= Bernardo di Niccolò Machiavelli =

Father of Niccolò Machiavelli

Bernardo di Niccolò Machiavelli (between 1426 and 1429 – 1500) was a citizen of Florence and father to Niccolò Machiavelli. Although he was a Doctor of Law (hence, his title of Messer), he was heavily in debt, and was one of the Machiavelli family's poorest members. Bernardo, was born illegitimately and thus could not become a full citizen of Florence, nor could he participate in Florentine politics. This affected his son Niccolo as well, who himself could not obtain full citizenship rights. He is known independently for his diary or Libro di Ricordi, chronicling the years 1474–1487. The pages, housed in the Biblioteca Riccardiana in Florence, serve as a look into the life and culture during this period and provide the only reliable information on his famous son's early youth.
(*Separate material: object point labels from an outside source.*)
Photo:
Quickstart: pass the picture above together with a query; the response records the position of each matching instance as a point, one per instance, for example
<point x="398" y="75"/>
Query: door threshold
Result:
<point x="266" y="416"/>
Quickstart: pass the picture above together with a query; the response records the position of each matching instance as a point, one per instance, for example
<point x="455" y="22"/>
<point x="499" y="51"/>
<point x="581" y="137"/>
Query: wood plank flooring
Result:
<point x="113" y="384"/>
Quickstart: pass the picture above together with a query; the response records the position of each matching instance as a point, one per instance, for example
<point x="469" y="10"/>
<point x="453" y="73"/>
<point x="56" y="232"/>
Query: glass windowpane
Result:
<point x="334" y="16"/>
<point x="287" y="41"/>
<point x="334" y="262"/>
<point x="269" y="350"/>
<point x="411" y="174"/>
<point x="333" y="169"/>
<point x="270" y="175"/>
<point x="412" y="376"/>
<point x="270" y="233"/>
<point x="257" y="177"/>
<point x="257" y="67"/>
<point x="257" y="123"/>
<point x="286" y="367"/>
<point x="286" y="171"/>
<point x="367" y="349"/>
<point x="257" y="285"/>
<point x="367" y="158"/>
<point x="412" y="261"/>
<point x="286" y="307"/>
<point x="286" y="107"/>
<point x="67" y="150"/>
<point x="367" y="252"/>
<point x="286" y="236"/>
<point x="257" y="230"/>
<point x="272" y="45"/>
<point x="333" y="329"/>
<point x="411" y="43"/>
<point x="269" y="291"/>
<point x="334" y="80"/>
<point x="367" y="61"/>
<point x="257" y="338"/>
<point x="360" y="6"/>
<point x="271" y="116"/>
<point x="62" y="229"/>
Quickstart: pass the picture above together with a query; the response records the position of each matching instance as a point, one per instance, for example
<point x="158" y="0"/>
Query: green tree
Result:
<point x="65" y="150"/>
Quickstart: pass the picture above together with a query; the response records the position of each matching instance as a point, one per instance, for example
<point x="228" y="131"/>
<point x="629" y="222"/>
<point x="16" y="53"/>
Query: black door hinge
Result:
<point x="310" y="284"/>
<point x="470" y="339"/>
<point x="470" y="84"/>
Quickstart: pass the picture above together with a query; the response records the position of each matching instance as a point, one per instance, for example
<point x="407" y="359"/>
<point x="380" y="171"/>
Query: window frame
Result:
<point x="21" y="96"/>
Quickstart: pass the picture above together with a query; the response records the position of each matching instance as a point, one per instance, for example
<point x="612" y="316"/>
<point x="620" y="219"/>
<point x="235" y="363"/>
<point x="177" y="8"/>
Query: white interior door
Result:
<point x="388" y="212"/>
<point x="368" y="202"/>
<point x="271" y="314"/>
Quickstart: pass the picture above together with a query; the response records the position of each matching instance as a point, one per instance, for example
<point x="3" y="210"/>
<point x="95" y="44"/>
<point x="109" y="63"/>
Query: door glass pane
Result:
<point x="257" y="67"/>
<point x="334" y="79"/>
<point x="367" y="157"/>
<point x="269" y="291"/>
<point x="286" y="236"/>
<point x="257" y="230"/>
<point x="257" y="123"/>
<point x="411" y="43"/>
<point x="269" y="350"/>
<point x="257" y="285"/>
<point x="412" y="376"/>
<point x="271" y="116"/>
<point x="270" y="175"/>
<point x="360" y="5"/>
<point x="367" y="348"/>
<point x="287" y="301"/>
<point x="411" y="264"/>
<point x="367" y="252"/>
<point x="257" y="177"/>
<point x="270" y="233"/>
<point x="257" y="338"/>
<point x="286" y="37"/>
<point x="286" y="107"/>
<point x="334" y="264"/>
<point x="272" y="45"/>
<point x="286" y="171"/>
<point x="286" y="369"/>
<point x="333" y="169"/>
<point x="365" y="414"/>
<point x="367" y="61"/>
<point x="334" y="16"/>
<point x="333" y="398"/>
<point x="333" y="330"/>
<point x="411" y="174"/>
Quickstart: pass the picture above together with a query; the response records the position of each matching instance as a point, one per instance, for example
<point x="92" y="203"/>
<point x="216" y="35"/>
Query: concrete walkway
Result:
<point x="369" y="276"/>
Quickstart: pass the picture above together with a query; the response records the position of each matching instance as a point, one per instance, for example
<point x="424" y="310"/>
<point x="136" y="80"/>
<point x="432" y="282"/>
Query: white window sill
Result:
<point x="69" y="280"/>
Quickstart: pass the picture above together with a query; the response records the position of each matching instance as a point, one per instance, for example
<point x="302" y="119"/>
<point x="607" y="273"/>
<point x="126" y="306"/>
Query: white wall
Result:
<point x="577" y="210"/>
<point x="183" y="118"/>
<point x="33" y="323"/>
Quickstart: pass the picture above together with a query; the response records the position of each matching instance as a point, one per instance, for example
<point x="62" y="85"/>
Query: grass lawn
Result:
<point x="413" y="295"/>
Bernardo Machiavelli was married to Bartolommea di Stefano Nelli. They had four children, Primavera, Margherita, Niccolò (the author of The Prince) and Totto.

==Bibliography==
- Catherine Atkinson: Debts, Dowries, Donkeys. The Diary of Niccolò Machiavelli’s Father, Messer Bernardo, in Quattrocento Florence, Frankfurt am Main 2002, ISBN 3-631-38351-7
- Cesare Olschki, Hrsg.: Bernardo Machiavelli, Libro di Ricordi, Florenz 1954.